Since May 2002, Netpbm does not have traditional man pages for
documentation.  BUT YOU CAN CONFIGURE NETPBM, IF YOU WANT, SO YOU GET
ESSENTIALLY THE SAME 'MAN' FUNCTION AS WITH A TRADITIONAL UNIX PACKAGE.

Netpbm's maintainer believes man pages are obsolete and too limiting.
Instead, the Netpbm documentation is available as HTML, with one HTML
file per program, plus some others.  The current user manual is
accessible on the World Wide Web at
<http://netpbm.sourceforge.net/doc>, and if it's practical for you,
you should access it there instead of making a local copy.  This
manual is always up to date.  It is not maintained on a release
schedule like the source code is, but rather updated continuously.
The user manual describes past Netpbm function as well as the present,
so you can use the current manual with old Netpbm code.

If accessing the manual on the World Wide Web is not convenient for
you (for example, if you want to access it from a computer that is not
always connected to the Internet), just make a local copy of the web
site files using GNU Wget:

  wget --recursive --relative http://netpbm.sourceforge.net/doc/

The above copies all the HTML files from the web site into your current
directory.  You can browse those files directly with a web browser.
If you don't have Wget, get it from ftp://ftp.gnu.org/gnu/wget.  It is
very useful.


You can get the same quick access to program documentation with this
HTML setup as with traditional man pages, using the Manweb program.
This works whether you use the www copy or a local copy of the HTML
files.  Manweb is distributed with Netpbm.  With Manweb and Netpbm
installed and configured appropriately (see below), you can type

  man netpbm

and get the top level page of the Netpbm user manual (with hyperlinks to
all the other pages), or

  man netpbm pnmtogif

or 

  man pnmtogif

to go straight to the Pnmtogif documentation.
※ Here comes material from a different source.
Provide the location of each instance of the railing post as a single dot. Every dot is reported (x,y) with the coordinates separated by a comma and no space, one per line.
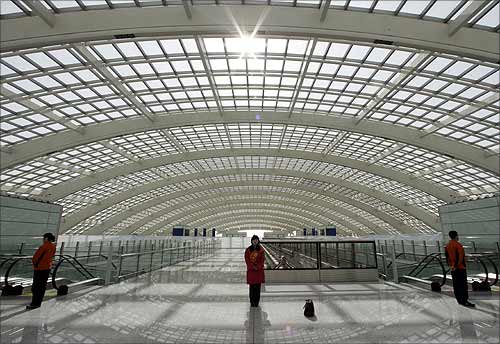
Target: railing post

Installnetpbm normally installs Manweb and the netpbm.url file that
Manweb needs to find the Netpbm documentation.  Through the Configure
dialog, or editing Makefile.config, you determine whether Manweb
accesses the master web copy or a local copy you installed.

Installnetpbm installs the program as 'manweb'.  If you want to invoke
it as 'man', you'll have to set that up yourself.  Perhaps with a
symbolic link from 'man' to 'manweb'.  Note that 'manweb' is mostly
backward compatible with 'man' so that this is a reasonable thing to
do.


In a standard installation of Netpbm, Installnetpbm also creates a
traditional man page for every Netpbm program it installs, but the man
page just tells you to go to the HTML file.  This way, a user who
knows only the conventional means of finding Unix command documentation
isn't left stranded without information.